This post is the fifth step in our end-to-end journey. We began by designing the foundations of data movement in Building an ETL Pipeline for Retail Demand Data. First, we scaled the flow using AWS Glue + PySpark. Then, we operationalised it in Enhancing Your ETL Pipeline with AWS Glue and PySpark. With a reliable pipeline in place, we examined the data thoroughly. In Mastering EDA for Demand Forecasting on AWS, we identified patterns and addressed quality concerns. We then engineered predictive signal in Mastering Feature Engineering for Machine Learning, producing a rich, analysis-ready dataset.
Now, we turn those features into trained, validated forecasting models. The features are stored at s3://scdf-project-data/features/. This post builds a Machine Learning Pipeline. The pipeline trains, evaluates, and persists models. These models are ready for deployment in the next chapter.
Objective
The Machine Learning phase focuses on training and evaluating demand forecasting models using the feature-engineered dataset. These models are designed to capture temporal patterns. They also capture store-specific and item-level sales variations. This ensures more accurate and reliable demand predictions across the retail network.
Goal
This stage focuses on converting our feature-rich dataset into trained and validated models for forecasting retail demand.
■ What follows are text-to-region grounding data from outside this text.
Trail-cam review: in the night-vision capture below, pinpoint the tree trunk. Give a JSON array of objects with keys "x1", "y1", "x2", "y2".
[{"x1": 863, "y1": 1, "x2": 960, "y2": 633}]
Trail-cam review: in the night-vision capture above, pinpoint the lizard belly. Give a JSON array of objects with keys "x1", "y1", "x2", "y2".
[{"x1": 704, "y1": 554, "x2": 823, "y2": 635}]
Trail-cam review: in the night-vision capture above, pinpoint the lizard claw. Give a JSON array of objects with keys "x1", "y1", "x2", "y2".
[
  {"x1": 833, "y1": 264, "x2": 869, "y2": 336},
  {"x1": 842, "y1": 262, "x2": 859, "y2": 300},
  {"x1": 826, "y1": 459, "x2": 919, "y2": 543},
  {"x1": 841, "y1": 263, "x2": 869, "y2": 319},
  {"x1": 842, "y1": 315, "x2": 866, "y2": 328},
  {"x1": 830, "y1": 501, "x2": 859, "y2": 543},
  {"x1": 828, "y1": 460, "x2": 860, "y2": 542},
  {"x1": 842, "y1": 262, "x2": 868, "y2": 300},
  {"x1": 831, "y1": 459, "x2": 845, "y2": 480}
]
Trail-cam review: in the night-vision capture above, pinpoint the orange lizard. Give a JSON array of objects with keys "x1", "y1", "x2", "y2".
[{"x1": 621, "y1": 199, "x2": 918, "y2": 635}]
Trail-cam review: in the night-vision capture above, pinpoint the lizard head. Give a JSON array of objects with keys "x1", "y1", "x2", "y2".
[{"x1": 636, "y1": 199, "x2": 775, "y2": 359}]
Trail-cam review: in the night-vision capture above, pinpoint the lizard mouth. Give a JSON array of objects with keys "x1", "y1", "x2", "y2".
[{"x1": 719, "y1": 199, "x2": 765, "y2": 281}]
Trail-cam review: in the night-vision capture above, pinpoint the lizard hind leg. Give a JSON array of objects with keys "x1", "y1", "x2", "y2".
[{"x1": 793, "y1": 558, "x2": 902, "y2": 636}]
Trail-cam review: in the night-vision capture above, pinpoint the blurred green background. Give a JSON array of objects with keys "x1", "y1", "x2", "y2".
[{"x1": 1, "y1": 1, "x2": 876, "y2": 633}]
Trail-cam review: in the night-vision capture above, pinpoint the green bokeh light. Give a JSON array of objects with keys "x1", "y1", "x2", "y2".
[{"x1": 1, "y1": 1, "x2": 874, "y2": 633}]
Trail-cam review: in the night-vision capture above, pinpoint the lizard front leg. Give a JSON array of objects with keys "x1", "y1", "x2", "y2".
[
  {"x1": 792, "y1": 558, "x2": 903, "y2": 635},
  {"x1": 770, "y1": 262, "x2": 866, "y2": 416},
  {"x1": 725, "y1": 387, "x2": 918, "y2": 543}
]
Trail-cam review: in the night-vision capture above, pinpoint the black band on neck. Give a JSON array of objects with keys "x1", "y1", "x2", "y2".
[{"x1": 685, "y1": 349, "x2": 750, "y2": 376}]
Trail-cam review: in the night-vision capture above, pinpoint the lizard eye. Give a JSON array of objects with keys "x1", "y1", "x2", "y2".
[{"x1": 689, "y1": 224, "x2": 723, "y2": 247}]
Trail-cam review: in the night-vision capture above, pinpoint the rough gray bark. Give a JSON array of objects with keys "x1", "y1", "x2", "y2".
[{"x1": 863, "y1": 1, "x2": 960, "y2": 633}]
The models are built to understand:
- Seasonality and temporal trends
- Store and item-specific behaviour
- Short-term fluctuations through lag-based signals
The goal is not only to train models that are accurate. It is also to ensure that the pipeline is reproducible, scalable, and ready for deployment.
Model Selection
We selected two regression algorithms to balance simplicity with performance:
Linear Regression (Baseline Model)
This serves as our baseline, modeling linear relationships between lag features and daily sales. Its transparency allows us to establish benchmark metrics against which more complex models can be measured.
Random Forest Regressor (Advanced Model)
An ensemble-based, non-linear algorithm that combines multiple decision trees to capture complex patterns. It effectively handles categorical and temporal features, delivering robust performance under real-world conditions.
Both models are implemented using PySpark MLlib and run on AWS Glue, leveraging distributed cloud-native training for scalability and efficiency.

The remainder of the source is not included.